I read this years ago when I spent the summer reading authors named Smith. This is a problem novel extraordinaire, so it should be appealing to students in middle school, but it is a challenging read, best suited to strong readers with an interest in history.It was published in 1943. The prose is dense and lyrical, and the premise very sad.
Francie's family struggles to get by in Brooklyn in the early 20th century, mainly because the father is an attractive but frequently drunk ne'er do well who finds it hard to hold a job. Francie's mother cleans for people, and Francie and her brother collect rags and bottles, because the pennies they earn might buy dinner that night. The family tries to do better and is rebuffed at every turn. I remember being so relieved at the end of the book that things turned out okay.
My 8th grader was given a copy for Christmas by her godmother, and she's been reading it a bit at a time because both of us loved it. That is a huge selling point for any book.
If there are any librarians out there who have not picked up a copy of this, you must immediately go and read Chapter 2. If the following passage doesn't break your heart and make you more aware of how you treat every child, you are dead inside. Dead!

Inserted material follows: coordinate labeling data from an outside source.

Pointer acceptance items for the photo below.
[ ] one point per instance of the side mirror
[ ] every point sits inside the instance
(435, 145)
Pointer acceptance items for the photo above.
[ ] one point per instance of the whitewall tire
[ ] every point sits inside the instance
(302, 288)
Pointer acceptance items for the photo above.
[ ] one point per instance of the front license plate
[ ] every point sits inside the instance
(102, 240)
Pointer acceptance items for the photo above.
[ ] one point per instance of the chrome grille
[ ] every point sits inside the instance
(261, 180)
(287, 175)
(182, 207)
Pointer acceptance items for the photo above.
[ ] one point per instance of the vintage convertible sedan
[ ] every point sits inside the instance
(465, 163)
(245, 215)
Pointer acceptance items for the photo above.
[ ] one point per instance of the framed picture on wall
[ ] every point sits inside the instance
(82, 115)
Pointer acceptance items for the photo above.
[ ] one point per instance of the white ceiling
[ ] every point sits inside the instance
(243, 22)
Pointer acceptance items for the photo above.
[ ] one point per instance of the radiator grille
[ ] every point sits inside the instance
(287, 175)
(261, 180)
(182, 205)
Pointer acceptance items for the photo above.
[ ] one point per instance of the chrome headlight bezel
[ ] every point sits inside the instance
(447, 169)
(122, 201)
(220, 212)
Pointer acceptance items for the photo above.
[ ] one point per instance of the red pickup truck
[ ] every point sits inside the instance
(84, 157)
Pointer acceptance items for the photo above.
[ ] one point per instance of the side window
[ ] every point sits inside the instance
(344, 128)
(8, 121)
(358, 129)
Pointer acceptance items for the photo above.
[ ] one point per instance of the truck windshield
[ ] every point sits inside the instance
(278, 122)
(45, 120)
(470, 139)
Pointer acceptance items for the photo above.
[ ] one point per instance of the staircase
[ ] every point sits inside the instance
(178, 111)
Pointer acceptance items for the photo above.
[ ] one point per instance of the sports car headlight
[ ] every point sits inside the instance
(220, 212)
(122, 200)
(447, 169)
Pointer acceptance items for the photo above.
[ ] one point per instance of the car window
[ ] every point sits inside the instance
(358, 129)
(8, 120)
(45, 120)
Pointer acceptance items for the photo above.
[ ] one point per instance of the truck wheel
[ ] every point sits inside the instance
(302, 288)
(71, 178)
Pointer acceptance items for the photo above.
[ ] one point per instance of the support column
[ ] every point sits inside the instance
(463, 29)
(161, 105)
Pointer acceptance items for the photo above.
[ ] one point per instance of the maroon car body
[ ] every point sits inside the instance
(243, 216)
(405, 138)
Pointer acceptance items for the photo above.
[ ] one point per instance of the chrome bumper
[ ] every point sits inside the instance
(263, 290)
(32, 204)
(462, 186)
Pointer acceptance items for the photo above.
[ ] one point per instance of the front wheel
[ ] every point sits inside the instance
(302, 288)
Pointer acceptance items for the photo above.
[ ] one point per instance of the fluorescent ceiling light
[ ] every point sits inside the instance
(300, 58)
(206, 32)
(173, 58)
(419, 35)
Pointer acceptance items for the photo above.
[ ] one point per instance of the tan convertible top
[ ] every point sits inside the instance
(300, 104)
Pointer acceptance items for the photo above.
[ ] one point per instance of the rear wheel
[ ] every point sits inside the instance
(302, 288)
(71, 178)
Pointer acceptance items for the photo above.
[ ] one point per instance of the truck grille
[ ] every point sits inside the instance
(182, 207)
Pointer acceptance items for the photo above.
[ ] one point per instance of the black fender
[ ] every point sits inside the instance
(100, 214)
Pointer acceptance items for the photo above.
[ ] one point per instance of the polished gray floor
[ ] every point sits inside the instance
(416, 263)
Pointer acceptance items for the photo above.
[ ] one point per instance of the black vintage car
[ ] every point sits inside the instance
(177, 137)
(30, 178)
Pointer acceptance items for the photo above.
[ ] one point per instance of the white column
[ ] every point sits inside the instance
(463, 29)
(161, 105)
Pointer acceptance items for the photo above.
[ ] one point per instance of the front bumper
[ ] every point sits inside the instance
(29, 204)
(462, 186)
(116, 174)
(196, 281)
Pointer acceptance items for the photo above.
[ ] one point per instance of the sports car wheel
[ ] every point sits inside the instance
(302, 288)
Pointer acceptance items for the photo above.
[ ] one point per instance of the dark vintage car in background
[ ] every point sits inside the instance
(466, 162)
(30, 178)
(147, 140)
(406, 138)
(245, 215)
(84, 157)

"Each week Francie made the same request and eack week the librarian asked the same question. A name on a card meant nothing to her and since she never looked up into a child's face, she never did get to know the little girl who took a book out every day and two on Saturday. A smile would have meant a lot to Francie and a friendly comment would have made her so happy. She loved the library and was anxious to worship the lady in charge. But the librarian had other things on her mind. She hated children anyhow."